Therefore, the scheme aims to provide raw material stirring equipment with multiple mixing modes, so that materials can be stirred in all directions and fully at different positions according to different production requirements, and better mixing effect is realized.

Disclosure of Invention

The present invention provides a raw material mixing apparatus which can effectively solve the above-mentioned problems.

The invention is realized in the following way:

a raw material mixing apparatus, the structure of which comprises: the stirring tank comprises a stirring tank body and a heat preservation device arranged on the outer side of the stirring tank body, wherein a stirring mechanism is arranged in the stirring tank body, the stirring mechanism comprises stirring shafts, two ends of each stirring shaft penetrate through the stirring tank body respectively and are rotationally connected to the top and the bottom of the stirring tank body, stirring blades which are rotationally and equidistantly distributed on two sides of the stirring shafts in a staggered mode, one end of each stirring shaft is provided with a first driving mechanism for driving the stirring shafts to rotate in the stirring tank body, the other end of each stirring shaft is sleeved with a transmission rod coaxially arranged with the stirring shafts, a first bevel gear which is coaxially connected with the corresponding part of each stirring shaft is arranged on the corresponding part of each transmission rod, one end of each stirring shaft, which is connected with each stirring shaft, is provided with a second bevel gear which is meshed with the corresponding first bevel gear, and a second driving mechanism for driving the transmission rods to coaxially rotate in the stirring shafts is further arranged on the outer side of the stirring tank body.

The stirring vane comprises a fixed shaft which is rotationally connected with the side wall of the stirring shaft, a second bevel gear is coaxially connected to one side of the fixed shaft, which is close to the first bevel gear, a clamping connecting piece is arranged on the other side of the fixed shaft, and a blade plate is detachably connected with the clamping connecting piece.

The clamping connecting piece is of a U-shaped structure, one side of the blade plate is spliced with the clamping connecting piece and fixedly connected with the blade plate through bolts, a protruding portion is arranged at the splicing position of the blade plate and the clamping connecting piece, and the clamping connecting piece is provided with a positioning groove matched with the protruding portion.
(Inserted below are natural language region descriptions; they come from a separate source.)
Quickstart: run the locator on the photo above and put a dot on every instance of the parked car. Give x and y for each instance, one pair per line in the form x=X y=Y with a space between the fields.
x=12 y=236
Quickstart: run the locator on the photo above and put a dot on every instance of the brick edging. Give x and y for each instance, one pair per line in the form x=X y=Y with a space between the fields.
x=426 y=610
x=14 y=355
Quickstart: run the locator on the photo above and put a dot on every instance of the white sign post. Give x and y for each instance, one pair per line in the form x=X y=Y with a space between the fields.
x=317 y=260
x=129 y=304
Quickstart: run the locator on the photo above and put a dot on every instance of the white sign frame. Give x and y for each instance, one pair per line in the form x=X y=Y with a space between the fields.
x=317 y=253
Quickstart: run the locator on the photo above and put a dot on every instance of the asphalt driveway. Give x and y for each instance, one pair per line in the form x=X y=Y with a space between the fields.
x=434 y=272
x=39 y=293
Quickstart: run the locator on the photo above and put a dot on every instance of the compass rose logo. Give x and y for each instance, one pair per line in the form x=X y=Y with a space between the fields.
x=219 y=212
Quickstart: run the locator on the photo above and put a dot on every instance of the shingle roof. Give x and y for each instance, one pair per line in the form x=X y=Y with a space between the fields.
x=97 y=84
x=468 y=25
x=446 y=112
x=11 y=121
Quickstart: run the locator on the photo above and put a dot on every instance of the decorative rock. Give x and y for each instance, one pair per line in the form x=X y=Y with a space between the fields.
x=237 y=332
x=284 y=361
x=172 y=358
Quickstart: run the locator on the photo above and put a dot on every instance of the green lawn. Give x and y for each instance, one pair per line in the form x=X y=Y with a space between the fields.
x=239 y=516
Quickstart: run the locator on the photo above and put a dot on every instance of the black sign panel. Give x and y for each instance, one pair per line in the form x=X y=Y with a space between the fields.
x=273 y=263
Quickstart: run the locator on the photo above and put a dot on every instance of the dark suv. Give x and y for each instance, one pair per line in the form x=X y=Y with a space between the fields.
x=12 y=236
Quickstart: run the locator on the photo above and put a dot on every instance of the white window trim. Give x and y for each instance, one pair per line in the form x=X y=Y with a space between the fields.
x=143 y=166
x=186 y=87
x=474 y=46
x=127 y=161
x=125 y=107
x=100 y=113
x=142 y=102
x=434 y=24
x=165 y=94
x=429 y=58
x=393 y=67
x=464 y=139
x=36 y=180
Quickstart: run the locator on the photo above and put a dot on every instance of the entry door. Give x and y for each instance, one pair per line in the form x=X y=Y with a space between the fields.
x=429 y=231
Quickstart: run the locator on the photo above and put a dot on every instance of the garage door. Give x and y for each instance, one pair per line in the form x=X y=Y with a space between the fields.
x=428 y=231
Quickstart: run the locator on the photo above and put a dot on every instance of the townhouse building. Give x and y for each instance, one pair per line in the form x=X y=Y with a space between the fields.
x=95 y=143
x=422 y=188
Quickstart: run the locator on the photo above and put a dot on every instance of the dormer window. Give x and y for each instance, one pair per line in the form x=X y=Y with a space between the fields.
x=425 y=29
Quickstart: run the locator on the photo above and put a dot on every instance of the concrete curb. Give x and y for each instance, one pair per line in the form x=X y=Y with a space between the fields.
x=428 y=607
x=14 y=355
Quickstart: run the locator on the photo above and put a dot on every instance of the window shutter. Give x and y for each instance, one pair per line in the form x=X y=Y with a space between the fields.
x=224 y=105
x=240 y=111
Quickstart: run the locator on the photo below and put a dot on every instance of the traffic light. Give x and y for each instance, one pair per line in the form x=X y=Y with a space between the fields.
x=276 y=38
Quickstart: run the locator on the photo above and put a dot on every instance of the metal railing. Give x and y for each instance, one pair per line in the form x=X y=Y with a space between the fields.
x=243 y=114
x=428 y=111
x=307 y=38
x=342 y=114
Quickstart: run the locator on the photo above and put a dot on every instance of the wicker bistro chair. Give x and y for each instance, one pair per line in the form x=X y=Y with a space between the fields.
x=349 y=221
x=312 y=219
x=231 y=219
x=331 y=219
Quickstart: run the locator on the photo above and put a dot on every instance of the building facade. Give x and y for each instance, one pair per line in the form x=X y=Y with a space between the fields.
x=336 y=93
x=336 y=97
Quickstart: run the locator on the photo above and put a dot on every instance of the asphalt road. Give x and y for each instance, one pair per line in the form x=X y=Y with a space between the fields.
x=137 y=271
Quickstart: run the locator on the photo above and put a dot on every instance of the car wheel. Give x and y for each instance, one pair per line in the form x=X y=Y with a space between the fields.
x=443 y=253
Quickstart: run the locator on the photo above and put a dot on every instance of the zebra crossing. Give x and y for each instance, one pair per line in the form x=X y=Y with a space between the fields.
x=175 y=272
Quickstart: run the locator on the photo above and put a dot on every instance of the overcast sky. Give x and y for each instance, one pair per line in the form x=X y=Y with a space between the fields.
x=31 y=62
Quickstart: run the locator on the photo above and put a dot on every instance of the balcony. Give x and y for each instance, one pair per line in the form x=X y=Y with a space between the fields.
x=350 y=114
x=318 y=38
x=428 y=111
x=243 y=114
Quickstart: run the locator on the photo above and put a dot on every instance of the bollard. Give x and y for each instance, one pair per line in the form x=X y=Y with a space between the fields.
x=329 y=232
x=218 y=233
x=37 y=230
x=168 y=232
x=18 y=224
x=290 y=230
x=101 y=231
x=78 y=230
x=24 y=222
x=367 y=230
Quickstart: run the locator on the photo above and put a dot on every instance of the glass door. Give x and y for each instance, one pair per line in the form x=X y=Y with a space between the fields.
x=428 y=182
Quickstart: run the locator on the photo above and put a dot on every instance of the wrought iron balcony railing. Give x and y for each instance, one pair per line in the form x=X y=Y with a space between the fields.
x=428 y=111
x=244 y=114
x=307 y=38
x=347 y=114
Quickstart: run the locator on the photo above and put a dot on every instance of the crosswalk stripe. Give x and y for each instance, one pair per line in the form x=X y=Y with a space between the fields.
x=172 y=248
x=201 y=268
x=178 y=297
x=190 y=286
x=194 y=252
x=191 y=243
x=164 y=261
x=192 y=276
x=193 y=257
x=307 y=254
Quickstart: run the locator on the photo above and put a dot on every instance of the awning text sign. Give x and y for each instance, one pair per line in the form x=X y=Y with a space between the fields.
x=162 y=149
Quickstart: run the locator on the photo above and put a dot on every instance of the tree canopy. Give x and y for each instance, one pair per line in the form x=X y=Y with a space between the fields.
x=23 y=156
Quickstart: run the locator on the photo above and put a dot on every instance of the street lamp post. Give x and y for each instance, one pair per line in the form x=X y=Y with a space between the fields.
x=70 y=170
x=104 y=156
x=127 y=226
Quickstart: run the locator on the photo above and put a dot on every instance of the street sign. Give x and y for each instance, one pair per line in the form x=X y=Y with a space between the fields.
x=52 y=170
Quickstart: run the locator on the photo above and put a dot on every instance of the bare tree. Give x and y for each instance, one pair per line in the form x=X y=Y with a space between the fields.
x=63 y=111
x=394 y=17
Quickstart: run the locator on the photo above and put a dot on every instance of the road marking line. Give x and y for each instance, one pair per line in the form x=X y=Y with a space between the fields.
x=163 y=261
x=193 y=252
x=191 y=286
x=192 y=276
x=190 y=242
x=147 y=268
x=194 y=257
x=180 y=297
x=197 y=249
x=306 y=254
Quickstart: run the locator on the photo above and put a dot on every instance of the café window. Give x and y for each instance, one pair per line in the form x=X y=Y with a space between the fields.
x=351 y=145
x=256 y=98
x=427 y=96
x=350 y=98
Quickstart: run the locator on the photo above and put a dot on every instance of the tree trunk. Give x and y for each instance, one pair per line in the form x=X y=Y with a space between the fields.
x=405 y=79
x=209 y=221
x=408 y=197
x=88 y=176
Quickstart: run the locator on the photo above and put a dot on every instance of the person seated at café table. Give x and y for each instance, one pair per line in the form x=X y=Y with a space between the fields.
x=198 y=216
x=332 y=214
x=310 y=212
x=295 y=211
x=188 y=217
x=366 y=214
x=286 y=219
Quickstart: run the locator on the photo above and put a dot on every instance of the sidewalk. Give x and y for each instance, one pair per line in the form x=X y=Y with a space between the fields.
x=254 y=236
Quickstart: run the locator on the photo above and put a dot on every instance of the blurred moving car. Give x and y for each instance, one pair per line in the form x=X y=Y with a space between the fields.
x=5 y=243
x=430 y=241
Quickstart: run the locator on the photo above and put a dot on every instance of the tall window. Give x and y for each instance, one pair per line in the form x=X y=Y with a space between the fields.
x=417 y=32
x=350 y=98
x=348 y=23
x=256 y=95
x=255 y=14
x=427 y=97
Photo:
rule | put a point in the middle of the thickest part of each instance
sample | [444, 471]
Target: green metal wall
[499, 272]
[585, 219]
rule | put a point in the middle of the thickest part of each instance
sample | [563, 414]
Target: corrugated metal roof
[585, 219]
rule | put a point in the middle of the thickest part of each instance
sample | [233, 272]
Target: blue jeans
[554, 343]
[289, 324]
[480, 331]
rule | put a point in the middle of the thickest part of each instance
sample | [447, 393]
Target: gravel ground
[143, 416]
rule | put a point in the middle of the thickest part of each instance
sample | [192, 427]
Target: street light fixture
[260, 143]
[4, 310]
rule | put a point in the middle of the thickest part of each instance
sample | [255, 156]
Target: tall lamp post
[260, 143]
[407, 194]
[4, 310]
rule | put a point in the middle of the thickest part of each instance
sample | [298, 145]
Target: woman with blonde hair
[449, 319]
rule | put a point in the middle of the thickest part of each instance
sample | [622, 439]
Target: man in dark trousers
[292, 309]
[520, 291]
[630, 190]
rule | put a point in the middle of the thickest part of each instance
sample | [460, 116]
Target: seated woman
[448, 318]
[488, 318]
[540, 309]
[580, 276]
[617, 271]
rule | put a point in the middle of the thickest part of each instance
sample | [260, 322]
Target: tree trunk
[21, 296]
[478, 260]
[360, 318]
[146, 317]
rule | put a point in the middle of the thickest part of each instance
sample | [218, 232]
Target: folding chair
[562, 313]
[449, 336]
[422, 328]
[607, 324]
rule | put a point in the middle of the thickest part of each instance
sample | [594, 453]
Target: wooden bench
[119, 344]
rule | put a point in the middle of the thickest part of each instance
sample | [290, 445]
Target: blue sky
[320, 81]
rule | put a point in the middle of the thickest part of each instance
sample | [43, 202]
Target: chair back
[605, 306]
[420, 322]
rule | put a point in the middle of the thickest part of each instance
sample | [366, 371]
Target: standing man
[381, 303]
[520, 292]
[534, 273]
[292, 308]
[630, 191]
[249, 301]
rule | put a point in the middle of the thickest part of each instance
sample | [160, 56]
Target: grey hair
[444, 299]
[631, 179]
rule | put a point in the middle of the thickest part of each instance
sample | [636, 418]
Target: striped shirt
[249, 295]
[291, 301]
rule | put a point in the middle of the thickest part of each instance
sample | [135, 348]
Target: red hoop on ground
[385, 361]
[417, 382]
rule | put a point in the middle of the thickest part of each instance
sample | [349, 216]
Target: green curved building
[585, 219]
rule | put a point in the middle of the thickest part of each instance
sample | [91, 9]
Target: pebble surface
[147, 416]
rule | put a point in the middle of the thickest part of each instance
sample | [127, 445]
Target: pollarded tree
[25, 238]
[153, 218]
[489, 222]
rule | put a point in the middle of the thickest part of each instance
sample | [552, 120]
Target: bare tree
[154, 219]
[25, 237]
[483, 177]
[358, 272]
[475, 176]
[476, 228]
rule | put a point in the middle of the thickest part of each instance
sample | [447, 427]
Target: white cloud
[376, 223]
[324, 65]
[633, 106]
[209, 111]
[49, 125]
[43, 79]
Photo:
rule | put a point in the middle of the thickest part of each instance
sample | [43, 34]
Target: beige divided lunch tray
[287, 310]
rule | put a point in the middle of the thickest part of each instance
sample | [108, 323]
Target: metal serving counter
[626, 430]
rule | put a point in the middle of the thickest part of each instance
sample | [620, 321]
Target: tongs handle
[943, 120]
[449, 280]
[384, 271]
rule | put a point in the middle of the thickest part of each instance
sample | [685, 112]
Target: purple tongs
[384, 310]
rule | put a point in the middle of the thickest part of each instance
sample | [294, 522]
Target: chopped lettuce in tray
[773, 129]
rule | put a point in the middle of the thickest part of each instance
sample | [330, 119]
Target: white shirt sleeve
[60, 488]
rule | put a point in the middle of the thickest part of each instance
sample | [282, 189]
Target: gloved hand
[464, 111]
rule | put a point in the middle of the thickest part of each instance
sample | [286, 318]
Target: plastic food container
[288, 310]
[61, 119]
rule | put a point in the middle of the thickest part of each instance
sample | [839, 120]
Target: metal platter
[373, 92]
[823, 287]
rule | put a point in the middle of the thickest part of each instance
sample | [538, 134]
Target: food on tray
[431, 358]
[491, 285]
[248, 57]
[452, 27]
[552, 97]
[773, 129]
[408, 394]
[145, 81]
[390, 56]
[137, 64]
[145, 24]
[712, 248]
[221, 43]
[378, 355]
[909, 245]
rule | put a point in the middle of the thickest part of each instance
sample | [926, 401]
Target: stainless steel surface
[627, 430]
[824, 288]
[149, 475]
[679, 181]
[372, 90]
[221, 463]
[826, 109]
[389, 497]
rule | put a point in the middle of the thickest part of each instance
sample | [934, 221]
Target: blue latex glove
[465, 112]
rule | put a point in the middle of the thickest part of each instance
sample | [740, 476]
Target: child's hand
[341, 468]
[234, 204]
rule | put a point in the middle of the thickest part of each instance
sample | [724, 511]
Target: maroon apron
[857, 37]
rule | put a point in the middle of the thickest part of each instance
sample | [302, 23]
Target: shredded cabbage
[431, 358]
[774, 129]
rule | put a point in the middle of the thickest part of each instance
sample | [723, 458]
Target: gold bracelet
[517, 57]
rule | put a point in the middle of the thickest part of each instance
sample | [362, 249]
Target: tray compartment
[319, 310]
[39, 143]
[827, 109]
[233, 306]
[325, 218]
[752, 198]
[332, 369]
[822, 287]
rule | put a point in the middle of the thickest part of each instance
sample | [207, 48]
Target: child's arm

As a further improvement, the two sides of the length direction of the blade plate are respectively and crosswise provided with a convex strip extending upwards and downwards.

As a further improvement, the blade plate is provided with a through hole, and a turbine is rotatably connected in the through hole.

As a further improvement, the turbine comprises a rotor coaxially connected with the through holes of the blade plates, a diversion hole for medium circulation is formed in the rotor, and a plurality of diversion blades are arranged on the inner wall of the diversion hole.

As a further improvement, the outer side of the rotor is provided with a third bevel gear which is coaxially connected, the fixed shaft is internally provided with a gear transmission part which is coaxially arranged, one end of the gear transmission part is meshed with the third bevel gear, and the transmission rod is provided with a fourth bevel gear which is meshed with the other end of the gear transmission part.

As a further improvement, two groups of through holes and turbines are respectively arranged on the blade plate, ring gears are respectively arranged on the outer sides of the two turbines, and the ring gears on the two turbines are meshed with each other.

As a further improvement, the diameter of the diversion hole of the turbine is gradually enlarged from the middle to the upper end and the lower end respectively.

As a further improvement, annular sealing strips are respectively arranged at the upper end and the lower end of the through hole of the blade plate.

The beneficial effects of the invention are as follows:

according to the invention, the stirring mechanism is arranged, so that the mixing equipment has a plurality of working modes, and is in a periodic unsteady flow state during stirring and mixing, a complex flow field is formed with materials in the tank, the whole stirring area can be fully utilized, the materials at the upper part and the lower part of the stirring tank main body can be fully mixed, the outermost materials can be prevented from forming a vortex effect, the mixing is more uniform, and the quality of a new product is improved.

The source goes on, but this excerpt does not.